Richard E. Casagrande, New York (Michael J. Del Piano of counsel), for appellant.
Zachary W. Carter, Corporation Counsel, New York (Terri Feinstein Sasanow of counsel), for respondents.
Judgment, Supreme Court, New York County (Alexander W. Hunter, Jr., J.), entered January 28, 2014, denying the petition to annul respondents' determination, dated September 19, 2012, which sustained petitioner teacher's unsatisfactory rating for the 2010-2011 school year, and dismissing the proceeding brought pursuant to CPLR article 78, unanimously reversed, on the law, without costs, the petition granted, the unsatisfactory rating annulled, and the matter remanded to respondents for further proceedings.

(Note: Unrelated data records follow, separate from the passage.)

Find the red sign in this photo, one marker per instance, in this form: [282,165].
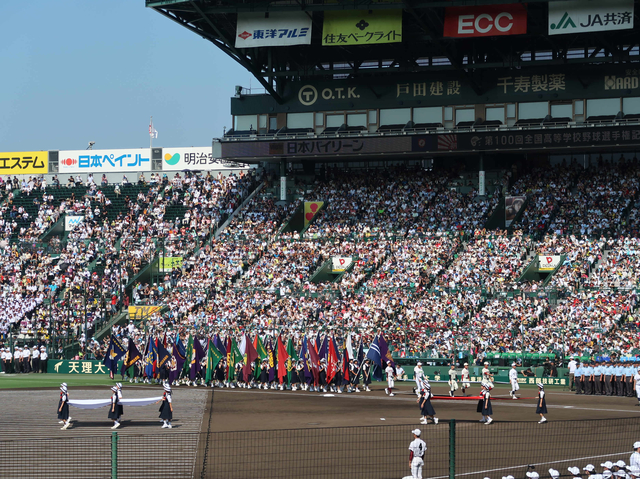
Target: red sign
[486,21]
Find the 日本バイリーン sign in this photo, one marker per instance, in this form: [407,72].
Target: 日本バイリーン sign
[361,27]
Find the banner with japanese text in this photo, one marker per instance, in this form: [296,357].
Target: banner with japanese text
[24,163]
[361,27]
[104,161]
[80,366]
[278,29]
[584,16]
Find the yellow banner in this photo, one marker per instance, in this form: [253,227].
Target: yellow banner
[310,210]
[24,163]
[361,27]
[142,312]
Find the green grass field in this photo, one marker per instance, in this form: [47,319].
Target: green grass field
[13,381]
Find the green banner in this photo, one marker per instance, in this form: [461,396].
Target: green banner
[80,366]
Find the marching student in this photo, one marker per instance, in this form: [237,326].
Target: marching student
[120,408]
[63,407]
[391,374]
[484,405]
[541,407]
[466,379]
[366,375]
[513,379]
[114,409]
[166,408]
[453,383]
[426,408]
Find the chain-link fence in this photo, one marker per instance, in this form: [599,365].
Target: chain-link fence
[454,449]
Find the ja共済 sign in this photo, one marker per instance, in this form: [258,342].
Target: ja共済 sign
[104,161]
[485,21]
[584,16]
[24,163]
[276,30]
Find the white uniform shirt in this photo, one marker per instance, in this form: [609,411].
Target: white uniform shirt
[418,447]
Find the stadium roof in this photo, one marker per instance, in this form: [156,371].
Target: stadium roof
[423,47]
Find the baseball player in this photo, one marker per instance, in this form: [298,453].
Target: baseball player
[453,383]
[391,375]
[417,449]
[418,376]
[513,379]
[466,379]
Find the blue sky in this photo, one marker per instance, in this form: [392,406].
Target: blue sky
[75,71]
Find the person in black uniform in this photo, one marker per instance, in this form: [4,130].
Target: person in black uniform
[426,408]
[366,374]
[114,409]
[166,408]
[63,407]
[541,407]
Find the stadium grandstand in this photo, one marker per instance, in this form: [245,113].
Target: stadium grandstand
[402,172]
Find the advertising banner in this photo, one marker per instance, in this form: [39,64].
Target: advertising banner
[584,16]
[24,163]
[276,30]
[70,222]
[104,161]
[310,210]
[512,204]
[142,312]
[485,21]
[168,263]
[548,263]
[361,27]
[341,263]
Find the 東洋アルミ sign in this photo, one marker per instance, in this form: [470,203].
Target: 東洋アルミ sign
[548,262]
[584,16]
[104,161]
[485,21]
[24,163]
[361,27]
[276,30]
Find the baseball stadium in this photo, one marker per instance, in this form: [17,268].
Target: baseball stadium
[415,254]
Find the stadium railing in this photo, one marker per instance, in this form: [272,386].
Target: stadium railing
[463,449]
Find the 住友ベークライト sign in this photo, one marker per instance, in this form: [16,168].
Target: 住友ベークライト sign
[361,27]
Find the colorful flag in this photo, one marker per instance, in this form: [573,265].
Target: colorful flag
[114,352]
[163,355]
[384,350]
[282,360]
[293,358]
[374,353]
[213,358]
[188,356]
[332,362]
[250,356]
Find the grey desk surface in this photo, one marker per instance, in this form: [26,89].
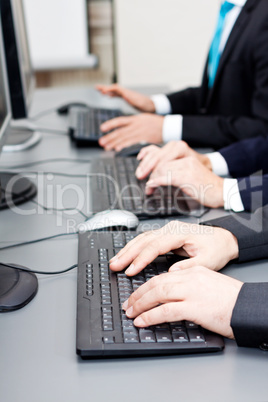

The record demonstrates deficiencies in the performance review process resulting in petitioner's unsatisfactory rating (U-rating) for the 2010-2011 school year that were not merely technical but undermined the integrity and fairness of the process (see Matter of Gumbs v Board of Educ of the City of Sch. Dist. of the City of N.Y., 125 A3d 484 [1st Dept. 2015]; Matter of Kolmel v City of New York, 88 AD3d 527, 529 [1st Dept 2011]; Matter of Brown v City of New York, 111 AD3d 426 [1st Dept 2013]).
Petitioner's unsatisfactory rating was based primarily on the principal's alleged personal observations as a rating officer. However, petitioner never received any post-observation reports by the rating officer until the U-rating appeal hearing and the principal does not claim to have spoken with petitioner following the alleged observations. Nor were comments critical of petitioner's performance placed in his file. Thus, there is no evidence that petitioner was notified before the end of the school year, in June 2011, that his work was considered unsatisfactory. The mere fact that he had the assistance of a guidance counselor and literary coach at some time during the school year did not constitute warning that he was at risk of an unsatisfactory rating since petitioner was never told that he was not improving in the areas of concern despite this assistance.
THIS CONSTITUTES THE DECISION AND ORDER
OF THE SUPREME COURT, APPELLATE DIVISION, FIRST DEPARTMENT.